Encore une fois, le genre est utilisé à des sauces métaphoriques. La grande violence graphique, horrifique et presque sarcastique de la première demi-heure (sorte de giallo remis au goût du jour) cède sa place à une réflexion sur le corps en métamorphose, transformé par une grossesse ou le passage du temps. D'un plan séquence lubrique et dégradant se déroulant pendant un salon automobile, la notion d'identité et de sexe évolue et s'estompe, ne faisant plus de distinction entre le masculin et le féminin.
L'intérêt réside ailleurs. En présentant deux monstres grotesques qui souffrent chacun de leur côté, le scénario permet de les réunir. Une action qui amène amour et réconfort. Le laid se transforme soudainement en beau au détour de séquences souvent incroyables, jusqu'à une conclusion tendrement émouvante. Non, on ne verra plus jamais les relations père/fille de la même manière.
L'exploit est d'autant plus grand que Titane n'est pas une création aimable, loin de là. Son parfum est sordide, trash et gorgé de fluides, déroutant constamment, apparaissant là où on ne l'attend pas. Une excellente nouvelle pour un cinéphile plus aventureux et une source inépuisable de plaisir si le spectateur s'assoit dans le fond de la salle et qu'il se met à compter les gens qui sortent avant la fin!
Peu importe sa prédisposition à ce type de spectacle intense, on ne peut qu'admirer la dévotion sans borne d'Agathe Rousselle qui s'investit corps et âme. Elle est l'étincelle du projet, sa bougie d'allumage et son jeu incendiaire cadre parfaitement avec celui éploré de Vincent Lindon qui ose sortir de sa zone de confort. Les deux s'attisent allègrement, faisant tout souffler sur leur passage.
Léchée et stylisée, pouvant compter sur un travail sonore de haut calibre, la réalisation esthétisante ne manque pas de happer physiquement même si le rythme n'est pas toujours au point. Démarrant sur les chapeaux de roues, l'ensemble finit par manquer de gaz et tomber au neutre, bien que plusieurs moments forts reconduisent aisément l'impact et l'intérêt, le plus mémorable étant sans doute une scène de danse nappée dans les mélodies de Future Islands.
Évidemment Julia Ducournau ne révolutionne pas la roue.
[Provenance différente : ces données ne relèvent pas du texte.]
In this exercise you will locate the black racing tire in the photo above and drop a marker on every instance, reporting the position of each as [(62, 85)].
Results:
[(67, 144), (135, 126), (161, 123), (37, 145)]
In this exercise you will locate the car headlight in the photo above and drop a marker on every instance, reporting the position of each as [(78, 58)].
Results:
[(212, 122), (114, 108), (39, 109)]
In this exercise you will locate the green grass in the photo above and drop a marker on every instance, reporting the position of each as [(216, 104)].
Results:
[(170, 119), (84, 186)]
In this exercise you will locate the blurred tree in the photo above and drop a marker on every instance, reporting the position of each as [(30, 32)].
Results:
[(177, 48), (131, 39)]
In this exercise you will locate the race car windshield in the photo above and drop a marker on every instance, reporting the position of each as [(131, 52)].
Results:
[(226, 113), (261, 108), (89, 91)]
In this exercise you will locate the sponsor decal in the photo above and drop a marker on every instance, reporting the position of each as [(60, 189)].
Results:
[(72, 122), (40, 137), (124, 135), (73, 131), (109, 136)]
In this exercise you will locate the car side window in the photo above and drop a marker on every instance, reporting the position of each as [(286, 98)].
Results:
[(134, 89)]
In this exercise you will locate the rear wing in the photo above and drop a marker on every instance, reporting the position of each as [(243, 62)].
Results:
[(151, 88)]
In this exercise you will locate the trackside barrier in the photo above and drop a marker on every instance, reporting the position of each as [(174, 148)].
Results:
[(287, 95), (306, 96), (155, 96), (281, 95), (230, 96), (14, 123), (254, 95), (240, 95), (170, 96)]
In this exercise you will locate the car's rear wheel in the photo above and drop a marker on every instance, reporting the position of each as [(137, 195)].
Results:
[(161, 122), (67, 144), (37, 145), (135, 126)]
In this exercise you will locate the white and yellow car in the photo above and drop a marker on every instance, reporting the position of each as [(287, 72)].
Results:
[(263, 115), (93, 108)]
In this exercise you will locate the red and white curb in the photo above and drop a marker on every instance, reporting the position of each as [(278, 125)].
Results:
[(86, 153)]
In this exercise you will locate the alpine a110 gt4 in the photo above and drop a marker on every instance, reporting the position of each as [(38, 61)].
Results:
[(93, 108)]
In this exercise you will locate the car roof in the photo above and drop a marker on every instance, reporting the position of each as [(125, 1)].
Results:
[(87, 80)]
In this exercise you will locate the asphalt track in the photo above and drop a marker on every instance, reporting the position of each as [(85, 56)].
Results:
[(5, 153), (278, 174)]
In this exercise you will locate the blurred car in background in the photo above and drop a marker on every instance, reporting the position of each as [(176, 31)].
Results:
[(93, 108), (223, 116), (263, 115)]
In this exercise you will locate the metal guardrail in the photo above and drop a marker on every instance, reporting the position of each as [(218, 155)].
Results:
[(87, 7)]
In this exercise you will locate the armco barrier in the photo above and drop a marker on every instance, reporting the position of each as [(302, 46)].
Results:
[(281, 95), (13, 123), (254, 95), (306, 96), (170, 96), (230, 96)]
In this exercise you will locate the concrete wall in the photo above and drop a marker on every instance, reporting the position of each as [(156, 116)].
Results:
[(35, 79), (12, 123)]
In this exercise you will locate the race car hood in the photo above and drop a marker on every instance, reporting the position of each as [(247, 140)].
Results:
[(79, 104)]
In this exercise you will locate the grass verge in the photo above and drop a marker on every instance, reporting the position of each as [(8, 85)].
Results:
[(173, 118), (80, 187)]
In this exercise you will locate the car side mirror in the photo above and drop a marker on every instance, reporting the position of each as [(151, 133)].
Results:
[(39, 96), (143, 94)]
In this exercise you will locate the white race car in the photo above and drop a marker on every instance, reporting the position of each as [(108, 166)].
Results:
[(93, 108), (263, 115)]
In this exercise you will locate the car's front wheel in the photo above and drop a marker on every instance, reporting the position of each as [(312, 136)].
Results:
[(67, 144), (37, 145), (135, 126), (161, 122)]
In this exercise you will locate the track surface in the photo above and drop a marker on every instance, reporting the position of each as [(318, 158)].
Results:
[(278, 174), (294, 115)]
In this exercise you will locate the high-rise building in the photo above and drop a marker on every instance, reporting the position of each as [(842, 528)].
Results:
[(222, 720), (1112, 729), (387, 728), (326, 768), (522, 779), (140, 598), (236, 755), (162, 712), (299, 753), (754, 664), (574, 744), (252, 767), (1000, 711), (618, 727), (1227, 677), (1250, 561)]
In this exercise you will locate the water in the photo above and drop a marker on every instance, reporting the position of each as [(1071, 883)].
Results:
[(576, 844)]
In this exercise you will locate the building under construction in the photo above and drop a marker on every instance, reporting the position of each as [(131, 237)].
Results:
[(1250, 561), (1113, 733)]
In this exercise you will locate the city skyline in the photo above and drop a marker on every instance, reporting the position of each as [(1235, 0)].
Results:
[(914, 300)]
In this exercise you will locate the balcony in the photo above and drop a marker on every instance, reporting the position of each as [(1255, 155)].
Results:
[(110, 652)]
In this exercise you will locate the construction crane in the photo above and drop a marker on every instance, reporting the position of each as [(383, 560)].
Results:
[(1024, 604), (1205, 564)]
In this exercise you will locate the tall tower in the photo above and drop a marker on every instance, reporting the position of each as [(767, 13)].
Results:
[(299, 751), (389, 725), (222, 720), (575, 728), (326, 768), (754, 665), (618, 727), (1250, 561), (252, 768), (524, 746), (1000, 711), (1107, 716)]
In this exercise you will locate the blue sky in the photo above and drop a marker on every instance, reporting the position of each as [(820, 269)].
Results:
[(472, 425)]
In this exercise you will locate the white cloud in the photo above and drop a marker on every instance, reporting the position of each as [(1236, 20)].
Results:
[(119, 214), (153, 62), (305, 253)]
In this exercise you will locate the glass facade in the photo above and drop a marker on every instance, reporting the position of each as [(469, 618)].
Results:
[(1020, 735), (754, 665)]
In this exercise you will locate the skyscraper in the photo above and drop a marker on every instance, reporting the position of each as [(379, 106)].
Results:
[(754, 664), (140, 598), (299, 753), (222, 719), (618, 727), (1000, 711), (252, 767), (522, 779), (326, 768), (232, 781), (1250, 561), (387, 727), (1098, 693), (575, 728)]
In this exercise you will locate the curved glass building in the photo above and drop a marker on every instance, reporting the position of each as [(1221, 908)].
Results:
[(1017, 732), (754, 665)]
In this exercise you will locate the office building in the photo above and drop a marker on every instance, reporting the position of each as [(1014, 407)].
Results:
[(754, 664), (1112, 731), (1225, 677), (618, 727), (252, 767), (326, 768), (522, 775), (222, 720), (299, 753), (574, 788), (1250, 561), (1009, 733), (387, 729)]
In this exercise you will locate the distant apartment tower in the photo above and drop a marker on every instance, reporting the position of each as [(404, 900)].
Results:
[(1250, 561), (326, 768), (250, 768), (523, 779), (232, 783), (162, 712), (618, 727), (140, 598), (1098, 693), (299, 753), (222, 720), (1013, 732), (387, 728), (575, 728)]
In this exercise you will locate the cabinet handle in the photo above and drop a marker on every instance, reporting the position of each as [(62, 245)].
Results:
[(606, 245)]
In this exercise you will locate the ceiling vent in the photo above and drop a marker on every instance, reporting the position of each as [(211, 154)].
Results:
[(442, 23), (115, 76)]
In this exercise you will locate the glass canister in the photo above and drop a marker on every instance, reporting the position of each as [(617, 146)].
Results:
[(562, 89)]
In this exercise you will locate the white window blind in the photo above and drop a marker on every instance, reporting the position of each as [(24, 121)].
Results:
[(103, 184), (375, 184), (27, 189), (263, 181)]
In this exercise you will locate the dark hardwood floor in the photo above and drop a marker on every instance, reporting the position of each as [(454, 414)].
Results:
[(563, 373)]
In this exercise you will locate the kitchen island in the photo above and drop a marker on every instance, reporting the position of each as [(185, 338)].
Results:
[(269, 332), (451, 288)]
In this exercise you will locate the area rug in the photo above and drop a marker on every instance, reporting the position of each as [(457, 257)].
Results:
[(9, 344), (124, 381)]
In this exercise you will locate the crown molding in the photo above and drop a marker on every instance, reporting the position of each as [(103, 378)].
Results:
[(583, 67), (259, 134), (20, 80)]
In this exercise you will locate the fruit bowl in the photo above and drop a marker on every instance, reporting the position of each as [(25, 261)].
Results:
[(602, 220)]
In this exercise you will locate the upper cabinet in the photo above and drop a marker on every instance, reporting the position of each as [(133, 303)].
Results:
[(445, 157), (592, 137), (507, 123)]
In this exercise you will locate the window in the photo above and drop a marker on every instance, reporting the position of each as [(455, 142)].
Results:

Il s'agit seulement de son second long métrage et on reconnaît clairement ses influences, principalement celles de David Cronenberg (toute sa filmographie et principalement Crash). Une filiation peut même s'effectuer avec le plus ludique King Car de Renata Pinheiro, qui était de la dernière édition de Fantasia. Pas surprenant de retrouver également le cinéaste Bertrand Bonello dans le rôle du père de la protagoniste tant leurs univers respectifs convergent. Le script ne se veut pas toujours très subtil et sa finale biblique en fera sourciller plus d'un.
Mais c'est justement pour cette surenchère de thèmes et de propositions que Titane mérite d'être vu. Enfin du cinéma, du vrai, ample et généreux, viscéral et voluptueux, qui ne fait aucune concession. Il ne faut seulement pas avoir d'attentes démesurées qui finissent forcément par fausser la donne - on est loin de la quasi-perfection de Parasite - et apprécier le choc à sa juste valeur.